Berne, 01.09.2020 - Discours de la présidente de la Confédération Simonetta Sommaruga à l’occasion de l’événement sur la liberté de la presse à la veille de l’Assemblée générale de l’ONU 2020, Genève, le 1er septembre 2020

(Seul le discours prononcé fait foi)

Madame la Haute-Commissaire aux Droits de l’Homme,
Excellences,
Mesdames et Messieurs les représentants de la presse,

Dans mon pays, la Constitution dit que l’on mesure la force d’une communauté à la façon dont elle traite le plus faible de ses membres.
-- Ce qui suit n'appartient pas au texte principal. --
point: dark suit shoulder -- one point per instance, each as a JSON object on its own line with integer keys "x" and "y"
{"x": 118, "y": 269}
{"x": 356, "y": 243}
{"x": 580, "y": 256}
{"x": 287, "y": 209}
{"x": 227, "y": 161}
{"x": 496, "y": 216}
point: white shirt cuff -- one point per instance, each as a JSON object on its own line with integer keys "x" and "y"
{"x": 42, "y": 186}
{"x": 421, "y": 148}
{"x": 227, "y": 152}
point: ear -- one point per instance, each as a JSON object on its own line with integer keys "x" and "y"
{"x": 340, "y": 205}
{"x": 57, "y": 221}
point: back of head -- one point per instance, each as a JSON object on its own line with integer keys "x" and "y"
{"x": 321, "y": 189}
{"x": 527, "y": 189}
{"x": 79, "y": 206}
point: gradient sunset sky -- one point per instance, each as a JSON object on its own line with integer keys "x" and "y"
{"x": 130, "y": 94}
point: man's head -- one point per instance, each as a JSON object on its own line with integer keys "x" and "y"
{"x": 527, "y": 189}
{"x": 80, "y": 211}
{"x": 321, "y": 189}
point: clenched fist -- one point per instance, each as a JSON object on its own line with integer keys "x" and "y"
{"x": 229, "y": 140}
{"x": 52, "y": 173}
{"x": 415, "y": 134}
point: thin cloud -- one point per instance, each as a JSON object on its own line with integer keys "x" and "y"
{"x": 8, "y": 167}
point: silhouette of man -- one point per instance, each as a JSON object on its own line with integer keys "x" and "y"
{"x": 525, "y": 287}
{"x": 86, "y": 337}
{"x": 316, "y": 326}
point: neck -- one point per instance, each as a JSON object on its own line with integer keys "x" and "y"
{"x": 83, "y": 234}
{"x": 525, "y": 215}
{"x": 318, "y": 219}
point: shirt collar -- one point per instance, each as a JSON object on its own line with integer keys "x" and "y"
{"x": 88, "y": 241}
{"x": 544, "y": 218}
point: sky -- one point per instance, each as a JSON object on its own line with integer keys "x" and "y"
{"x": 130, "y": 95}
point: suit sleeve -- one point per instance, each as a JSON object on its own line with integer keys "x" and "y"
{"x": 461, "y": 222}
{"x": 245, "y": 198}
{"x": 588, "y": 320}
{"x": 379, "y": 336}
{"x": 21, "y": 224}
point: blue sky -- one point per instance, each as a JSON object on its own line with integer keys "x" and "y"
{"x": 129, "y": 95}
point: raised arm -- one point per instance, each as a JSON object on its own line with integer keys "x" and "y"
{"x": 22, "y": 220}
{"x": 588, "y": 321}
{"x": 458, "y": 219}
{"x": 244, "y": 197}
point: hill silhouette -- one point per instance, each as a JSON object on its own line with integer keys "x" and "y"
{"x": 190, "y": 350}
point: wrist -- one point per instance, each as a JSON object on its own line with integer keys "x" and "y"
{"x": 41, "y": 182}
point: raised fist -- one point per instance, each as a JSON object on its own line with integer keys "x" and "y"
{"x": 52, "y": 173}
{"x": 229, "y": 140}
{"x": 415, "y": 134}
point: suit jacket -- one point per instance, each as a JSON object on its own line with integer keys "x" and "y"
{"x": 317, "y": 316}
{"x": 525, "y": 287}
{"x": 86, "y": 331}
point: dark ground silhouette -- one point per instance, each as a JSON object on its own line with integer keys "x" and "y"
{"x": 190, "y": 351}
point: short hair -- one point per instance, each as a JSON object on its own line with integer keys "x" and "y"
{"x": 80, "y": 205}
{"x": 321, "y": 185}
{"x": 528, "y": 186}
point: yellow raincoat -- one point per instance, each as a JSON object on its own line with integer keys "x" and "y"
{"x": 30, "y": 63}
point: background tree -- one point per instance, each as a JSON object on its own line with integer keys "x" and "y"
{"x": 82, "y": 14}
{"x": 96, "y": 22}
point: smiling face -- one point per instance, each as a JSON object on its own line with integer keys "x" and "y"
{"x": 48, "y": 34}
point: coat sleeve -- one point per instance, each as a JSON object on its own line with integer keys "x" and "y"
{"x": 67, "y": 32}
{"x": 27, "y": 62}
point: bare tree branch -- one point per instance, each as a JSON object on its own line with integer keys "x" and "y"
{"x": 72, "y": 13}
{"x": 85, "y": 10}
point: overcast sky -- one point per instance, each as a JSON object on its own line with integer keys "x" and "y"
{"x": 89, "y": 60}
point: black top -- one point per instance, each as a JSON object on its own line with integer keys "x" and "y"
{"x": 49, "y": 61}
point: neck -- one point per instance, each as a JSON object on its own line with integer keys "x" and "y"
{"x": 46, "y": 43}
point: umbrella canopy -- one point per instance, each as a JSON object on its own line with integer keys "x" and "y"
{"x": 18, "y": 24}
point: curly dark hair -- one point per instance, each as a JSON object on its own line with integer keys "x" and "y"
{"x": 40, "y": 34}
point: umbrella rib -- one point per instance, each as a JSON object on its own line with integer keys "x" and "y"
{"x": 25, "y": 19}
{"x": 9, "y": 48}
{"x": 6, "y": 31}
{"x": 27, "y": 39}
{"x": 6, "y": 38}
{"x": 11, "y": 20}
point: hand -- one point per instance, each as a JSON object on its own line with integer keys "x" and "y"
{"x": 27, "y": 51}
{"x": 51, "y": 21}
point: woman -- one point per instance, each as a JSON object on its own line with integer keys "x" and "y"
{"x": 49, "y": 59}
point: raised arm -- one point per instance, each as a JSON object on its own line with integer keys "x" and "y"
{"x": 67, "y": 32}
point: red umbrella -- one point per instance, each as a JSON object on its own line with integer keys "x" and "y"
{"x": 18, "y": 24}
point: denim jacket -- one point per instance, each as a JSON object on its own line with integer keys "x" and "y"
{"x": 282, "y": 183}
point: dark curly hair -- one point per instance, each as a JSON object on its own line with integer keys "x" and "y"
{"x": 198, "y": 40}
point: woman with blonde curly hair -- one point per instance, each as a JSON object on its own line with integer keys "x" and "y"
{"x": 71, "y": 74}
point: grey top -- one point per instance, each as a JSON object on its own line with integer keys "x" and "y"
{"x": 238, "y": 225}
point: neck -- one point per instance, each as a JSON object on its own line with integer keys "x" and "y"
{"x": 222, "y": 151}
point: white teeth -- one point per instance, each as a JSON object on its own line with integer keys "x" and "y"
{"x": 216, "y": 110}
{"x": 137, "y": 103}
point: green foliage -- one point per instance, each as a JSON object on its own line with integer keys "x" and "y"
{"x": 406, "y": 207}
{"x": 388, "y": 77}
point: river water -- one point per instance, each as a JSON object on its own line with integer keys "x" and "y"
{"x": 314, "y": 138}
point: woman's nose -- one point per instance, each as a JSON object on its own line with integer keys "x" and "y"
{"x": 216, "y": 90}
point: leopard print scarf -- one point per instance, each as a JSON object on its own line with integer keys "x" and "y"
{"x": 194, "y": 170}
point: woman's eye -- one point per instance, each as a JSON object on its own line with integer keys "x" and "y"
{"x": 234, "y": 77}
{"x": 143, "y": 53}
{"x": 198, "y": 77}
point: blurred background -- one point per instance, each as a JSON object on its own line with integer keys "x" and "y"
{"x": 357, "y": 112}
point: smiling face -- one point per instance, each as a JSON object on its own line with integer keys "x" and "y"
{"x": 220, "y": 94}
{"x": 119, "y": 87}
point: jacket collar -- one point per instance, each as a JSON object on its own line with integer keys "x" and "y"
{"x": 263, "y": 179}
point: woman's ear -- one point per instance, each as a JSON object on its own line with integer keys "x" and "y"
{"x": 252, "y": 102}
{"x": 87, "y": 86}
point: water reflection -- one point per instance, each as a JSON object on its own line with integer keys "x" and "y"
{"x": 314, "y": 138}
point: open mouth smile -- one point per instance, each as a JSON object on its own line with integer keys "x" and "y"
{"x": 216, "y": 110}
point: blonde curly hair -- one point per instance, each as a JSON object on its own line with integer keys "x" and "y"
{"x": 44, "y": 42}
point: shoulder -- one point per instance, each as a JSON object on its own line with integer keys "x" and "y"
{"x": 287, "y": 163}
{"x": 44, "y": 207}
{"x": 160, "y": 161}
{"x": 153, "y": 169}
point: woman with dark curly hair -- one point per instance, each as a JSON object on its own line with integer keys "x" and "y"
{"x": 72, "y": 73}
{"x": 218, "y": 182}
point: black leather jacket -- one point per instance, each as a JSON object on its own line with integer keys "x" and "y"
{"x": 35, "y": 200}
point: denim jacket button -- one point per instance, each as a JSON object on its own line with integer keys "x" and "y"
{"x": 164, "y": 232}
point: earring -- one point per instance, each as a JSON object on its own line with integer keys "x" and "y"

J’en suis profondément convaincue.

Comme je suis convaincue qu’une démocratie se mesure aussi à la façon dont elle traite ses journalistes, ses dessinateurs, ses reporters, ses photographes de presse.

Or aujourd’hui, de plus en plus, la peur empoisonne le travail des journalistes dans le monde.

  • Le nombre de pays considérés comme sûrs pour eux se réduit. Les régimes autoritaires se montrent de plus en plus répressifs envers les médias indépendants.
  • Les intimidations, les menaces et les attaques contre les journalistes ont atteint une ampleur et une gravité alarmantes.
  • 90% des homicides de journalistes restent impunis.
  • Des journalistes ont été tués alors qu’ils enquêtaient pour informer l’opinion publique sur des affaires d’intérêt public comme la corruption, l’évasion fiscale ou le crime organisé.

En prélude à la 75e assemblée générale des Nations Unies, la Haute-Commissaire aux Droits de l’Homme Michelle Bachelet et moi-même avons donc décidé de consacrer l’événement d’aujourd’hui à la liberté d’expression et la liberté de la presse, garantie par l’article 19 de la Déclaration universelle des droits de l’Homme de 1948 :
« Tout individu a droit à la liberté d’opinion et d’expression, ce qui implique le droit de ne pas être inquiété pour ses opinions et celui de chercher, de recevoir et de répandre, sans considérations de frontières, les informations et les idées par quelque moyen d’expression que ce soit.»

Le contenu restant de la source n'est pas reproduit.